Automatic Speech Recognition Adaptation for Various Noise Levels
Abdulaziz, Azhar Sabah
MetadataShow full item record
The automatic speech recognition (ASR) is a set of complicated algorithms that convert the intended spoken utterance into a textual form. Acoustic features, which are extracted from the speech signal, are matched against a trained network of linguistic and acoustic models. The ASR performance is degraded significantly when the ambient noise is different than that of the training data. Many approaches have been introduced to address this problem with various degrees of complexity and improvement rates. The general pattern of solving this issue lies in three categories: empowering features, train a general acoustic model and transform models to match noisy features.
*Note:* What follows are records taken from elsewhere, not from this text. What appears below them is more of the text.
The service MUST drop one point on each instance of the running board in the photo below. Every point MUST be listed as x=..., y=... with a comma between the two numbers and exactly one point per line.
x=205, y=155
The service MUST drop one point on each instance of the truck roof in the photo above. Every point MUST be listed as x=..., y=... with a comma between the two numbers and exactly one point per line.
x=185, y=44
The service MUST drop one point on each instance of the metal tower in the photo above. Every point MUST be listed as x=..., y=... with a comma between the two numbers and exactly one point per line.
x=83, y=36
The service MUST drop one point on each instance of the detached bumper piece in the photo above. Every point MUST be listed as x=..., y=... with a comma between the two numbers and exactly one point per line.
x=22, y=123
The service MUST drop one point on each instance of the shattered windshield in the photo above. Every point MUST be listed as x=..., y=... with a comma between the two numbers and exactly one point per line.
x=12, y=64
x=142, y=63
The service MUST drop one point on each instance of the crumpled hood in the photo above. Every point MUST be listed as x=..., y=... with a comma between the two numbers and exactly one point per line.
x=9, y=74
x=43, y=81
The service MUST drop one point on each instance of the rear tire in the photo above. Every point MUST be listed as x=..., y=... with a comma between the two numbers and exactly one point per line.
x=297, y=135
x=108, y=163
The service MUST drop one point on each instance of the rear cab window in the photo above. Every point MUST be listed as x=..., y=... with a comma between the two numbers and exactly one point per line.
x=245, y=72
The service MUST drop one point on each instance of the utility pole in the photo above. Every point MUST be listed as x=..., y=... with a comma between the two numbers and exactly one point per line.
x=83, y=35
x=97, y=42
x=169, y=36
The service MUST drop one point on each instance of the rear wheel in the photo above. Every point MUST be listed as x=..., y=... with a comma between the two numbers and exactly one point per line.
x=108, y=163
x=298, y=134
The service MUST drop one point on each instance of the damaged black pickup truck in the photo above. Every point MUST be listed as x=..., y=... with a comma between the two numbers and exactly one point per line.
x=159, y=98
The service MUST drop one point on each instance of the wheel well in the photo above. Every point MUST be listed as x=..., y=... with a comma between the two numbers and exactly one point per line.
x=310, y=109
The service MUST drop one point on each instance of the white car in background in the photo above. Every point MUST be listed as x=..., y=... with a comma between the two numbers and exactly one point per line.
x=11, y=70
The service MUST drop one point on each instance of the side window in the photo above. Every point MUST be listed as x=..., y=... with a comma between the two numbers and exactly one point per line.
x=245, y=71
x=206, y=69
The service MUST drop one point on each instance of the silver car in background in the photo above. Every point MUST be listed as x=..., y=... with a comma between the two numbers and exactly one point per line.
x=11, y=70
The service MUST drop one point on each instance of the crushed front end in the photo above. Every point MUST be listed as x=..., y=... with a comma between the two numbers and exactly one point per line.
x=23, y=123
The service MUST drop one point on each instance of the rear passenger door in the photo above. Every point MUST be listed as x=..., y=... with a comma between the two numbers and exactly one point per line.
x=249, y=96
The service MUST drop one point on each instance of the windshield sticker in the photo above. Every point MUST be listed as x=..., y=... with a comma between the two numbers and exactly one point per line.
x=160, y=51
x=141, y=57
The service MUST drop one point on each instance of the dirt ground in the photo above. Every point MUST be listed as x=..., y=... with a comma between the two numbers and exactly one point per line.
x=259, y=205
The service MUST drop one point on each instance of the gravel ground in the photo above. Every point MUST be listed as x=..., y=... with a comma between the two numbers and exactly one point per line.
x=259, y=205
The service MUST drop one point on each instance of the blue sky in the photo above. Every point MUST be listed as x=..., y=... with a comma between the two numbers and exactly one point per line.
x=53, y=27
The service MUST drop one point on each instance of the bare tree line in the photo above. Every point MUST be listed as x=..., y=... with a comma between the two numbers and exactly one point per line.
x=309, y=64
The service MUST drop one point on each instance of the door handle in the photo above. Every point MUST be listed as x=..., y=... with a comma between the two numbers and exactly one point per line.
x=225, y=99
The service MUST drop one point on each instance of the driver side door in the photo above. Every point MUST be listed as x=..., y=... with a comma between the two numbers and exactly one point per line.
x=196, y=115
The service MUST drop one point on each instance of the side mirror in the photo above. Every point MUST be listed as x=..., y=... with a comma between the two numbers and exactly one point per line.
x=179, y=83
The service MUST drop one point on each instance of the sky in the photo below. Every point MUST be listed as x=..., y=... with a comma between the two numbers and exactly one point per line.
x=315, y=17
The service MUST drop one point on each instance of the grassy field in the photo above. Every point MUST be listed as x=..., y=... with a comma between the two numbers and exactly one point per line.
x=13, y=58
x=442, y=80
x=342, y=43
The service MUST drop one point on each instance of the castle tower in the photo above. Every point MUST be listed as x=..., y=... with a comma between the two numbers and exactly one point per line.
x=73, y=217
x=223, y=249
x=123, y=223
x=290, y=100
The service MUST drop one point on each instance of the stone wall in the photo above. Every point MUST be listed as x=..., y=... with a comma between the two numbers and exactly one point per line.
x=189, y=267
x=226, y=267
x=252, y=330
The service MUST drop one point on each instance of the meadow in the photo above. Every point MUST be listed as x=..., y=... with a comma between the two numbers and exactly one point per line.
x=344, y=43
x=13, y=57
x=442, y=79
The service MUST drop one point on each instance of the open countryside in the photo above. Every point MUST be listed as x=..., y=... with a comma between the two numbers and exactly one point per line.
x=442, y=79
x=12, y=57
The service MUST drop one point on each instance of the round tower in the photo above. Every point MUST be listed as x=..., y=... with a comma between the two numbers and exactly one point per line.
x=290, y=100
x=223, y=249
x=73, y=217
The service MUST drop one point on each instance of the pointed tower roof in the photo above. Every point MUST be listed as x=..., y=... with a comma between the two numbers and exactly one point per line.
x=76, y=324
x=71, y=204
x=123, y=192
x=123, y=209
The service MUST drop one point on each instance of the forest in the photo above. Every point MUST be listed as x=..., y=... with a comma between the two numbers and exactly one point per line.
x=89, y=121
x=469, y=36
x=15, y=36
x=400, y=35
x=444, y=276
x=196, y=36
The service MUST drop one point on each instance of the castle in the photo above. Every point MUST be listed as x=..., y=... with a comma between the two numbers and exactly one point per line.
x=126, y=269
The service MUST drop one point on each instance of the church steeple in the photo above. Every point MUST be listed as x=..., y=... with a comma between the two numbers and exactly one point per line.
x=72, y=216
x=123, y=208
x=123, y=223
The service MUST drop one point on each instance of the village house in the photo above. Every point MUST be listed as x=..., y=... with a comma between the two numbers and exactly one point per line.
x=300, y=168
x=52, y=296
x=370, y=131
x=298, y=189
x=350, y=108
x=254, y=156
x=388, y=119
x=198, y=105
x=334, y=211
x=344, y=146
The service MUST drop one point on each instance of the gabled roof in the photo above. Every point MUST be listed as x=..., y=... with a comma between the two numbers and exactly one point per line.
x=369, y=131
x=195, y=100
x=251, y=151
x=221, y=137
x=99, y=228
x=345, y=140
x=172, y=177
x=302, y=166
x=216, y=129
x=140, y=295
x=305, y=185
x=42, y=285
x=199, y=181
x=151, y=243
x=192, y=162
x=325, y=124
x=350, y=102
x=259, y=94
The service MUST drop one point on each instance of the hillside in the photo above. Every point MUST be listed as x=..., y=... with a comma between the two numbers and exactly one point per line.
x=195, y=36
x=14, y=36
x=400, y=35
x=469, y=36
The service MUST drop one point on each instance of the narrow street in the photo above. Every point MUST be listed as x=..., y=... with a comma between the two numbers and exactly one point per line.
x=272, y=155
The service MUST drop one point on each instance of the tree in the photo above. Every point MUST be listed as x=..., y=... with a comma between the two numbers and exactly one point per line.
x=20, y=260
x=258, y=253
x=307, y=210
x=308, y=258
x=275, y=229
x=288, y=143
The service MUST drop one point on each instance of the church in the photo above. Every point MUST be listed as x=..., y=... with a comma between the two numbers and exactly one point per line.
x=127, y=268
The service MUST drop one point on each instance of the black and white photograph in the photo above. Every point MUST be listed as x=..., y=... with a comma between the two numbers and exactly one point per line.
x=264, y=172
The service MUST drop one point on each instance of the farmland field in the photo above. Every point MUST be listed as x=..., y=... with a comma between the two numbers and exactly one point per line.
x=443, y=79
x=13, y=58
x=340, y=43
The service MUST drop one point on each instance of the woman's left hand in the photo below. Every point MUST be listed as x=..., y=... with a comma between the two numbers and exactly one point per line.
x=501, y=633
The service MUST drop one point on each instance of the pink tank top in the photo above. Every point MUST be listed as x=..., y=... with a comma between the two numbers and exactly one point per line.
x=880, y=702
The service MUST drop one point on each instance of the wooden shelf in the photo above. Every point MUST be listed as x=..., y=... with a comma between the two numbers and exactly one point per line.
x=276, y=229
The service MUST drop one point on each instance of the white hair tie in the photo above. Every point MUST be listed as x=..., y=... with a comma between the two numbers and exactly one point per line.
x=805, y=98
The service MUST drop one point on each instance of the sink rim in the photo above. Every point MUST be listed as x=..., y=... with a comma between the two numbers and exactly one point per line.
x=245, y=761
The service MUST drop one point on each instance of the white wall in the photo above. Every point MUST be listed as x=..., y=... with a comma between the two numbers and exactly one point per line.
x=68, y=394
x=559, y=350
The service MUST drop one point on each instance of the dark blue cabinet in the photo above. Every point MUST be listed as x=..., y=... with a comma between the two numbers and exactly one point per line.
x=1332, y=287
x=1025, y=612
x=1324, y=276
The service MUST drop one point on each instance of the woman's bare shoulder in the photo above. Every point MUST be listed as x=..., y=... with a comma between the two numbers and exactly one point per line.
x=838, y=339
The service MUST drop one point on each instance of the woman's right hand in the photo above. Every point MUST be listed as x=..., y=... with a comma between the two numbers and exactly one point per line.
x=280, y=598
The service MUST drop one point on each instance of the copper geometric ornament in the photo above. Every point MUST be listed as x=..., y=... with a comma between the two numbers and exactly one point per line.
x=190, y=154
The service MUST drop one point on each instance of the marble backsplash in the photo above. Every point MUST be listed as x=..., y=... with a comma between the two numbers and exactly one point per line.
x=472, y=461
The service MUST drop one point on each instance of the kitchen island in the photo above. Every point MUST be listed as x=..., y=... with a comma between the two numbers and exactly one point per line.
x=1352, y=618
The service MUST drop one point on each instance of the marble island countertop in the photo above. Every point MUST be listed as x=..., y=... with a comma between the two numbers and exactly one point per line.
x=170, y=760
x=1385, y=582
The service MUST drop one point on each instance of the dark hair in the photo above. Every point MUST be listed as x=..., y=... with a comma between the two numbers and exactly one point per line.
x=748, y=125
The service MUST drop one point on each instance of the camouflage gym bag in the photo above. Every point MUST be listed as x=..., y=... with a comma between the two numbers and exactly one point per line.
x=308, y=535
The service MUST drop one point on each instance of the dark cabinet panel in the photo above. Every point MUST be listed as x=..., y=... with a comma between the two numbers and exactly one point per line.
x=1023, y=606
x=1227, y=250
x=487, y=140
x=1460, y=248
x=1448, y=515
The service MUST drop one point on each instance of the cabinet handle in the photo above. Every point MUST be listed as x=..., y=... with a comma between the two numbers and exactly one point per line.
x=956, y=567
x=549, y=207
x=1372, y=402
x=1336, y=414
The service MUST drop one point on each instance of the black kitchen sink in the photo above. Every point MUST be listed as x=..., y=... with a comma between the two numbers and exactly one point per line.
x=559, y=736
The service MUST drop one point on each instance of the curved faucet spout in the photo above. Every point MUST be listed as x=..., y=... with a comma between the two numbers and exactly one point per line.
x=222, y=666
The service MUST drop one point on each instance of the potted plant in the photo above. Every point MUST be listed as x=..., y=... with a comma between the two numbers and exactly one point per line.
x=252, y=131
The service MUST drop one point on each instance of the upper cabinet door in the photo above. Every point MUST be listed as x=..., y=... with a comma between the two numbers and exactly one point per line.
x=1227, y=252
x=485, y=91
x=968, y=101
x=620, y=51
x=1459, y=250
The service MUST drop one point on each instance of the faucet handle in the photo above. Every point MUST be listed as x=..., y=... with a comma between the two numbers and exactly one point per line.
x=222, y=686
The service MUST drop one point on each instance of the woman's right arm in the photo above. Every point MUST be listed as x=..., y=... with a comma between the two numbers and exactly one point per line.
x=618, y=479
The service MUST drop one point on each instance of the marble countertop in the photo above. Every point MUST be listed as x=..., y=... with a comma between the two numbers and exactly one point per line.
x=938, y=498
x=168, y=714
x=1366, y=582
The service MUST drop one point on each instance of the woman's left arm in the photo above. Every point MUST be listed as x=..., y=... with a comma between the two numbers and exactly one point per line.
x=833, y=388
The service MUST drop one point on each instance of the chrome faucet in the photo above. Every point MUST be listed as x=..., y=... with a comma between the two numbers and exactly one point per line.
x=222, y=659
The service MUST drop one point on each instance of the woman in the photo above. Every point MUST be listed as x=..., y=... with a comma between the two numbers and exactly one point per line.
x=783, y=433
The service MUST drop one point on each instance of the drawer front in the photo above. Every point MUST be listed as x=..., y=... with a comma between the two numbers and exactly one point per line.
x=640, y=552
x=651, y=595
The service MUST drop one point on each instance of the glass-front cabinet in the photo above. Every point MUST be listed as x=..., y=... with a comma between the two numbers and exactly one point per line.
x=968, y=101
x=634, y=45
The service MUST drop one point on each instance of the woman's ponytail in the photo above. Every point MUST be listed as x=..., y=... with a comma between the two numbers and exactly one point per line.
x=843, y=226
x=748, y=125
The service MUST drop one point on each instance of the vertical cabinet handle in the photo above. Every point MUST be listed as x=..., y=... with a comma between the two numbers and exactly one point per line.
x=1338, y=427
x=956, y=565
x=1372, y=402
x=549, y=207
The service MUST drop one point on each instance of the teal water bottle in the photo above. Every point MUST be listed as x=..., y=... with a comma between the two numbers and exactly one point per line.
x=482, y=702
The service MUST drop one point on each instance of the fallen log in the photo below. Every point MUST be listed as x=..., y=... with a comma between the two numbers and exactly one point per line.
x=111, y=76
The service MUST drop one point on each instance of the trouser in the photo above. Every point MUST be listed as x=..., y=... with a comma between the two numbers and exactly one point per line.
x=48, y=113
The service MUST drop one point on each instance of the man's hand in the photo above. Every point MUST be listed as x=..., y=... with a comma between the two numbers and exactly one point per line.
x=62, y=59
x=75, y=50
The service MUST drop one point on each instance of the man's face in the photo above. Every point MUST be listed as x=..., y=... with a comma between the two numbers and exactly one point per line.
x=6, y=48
The acoustic noise is added to the training speech data after collecting them for two reasons: firstly because the data are usually recorded in a specific environment and secondly to control the environments during the training and testing phases. The speech and noise signals are usually combined in the electrical domain using straightforward linear addition. Although this procedure is commonly used, it is investigated in depth in this research. It has been proven that the linear addition is no more than an approximation of the real acoustic combination, and it is valid if the speech and noise are non-coherent signals. The adaptive model switching (AMS) solution is proposed, so that the ASR measures the noise level then picks the model that should produce as minimum errors as possible. This solution is a trade-off between model generalization and transformation properties, so that both error and speed costs are maintained as minimum as possible. The short time of silence (STS), which is a signal-to-noise ratio (SNR) level detector, was designed specifically for the proposed system. The proposed AMS approach is a general recipe that could be applied to any other ASR systems, although it was tested on Gaussian Mixture Model-Hidden Markov Model (GMM-HMM) recognizer. The AMS ASR has outperformed the model generalization and multiple-decoder maximum score voting for both accuracy and decoding speed. The average error rate reduction was around 34.11% , with a decoding speed improvement of about 37.79% relatively, both compared to the baseline ASR.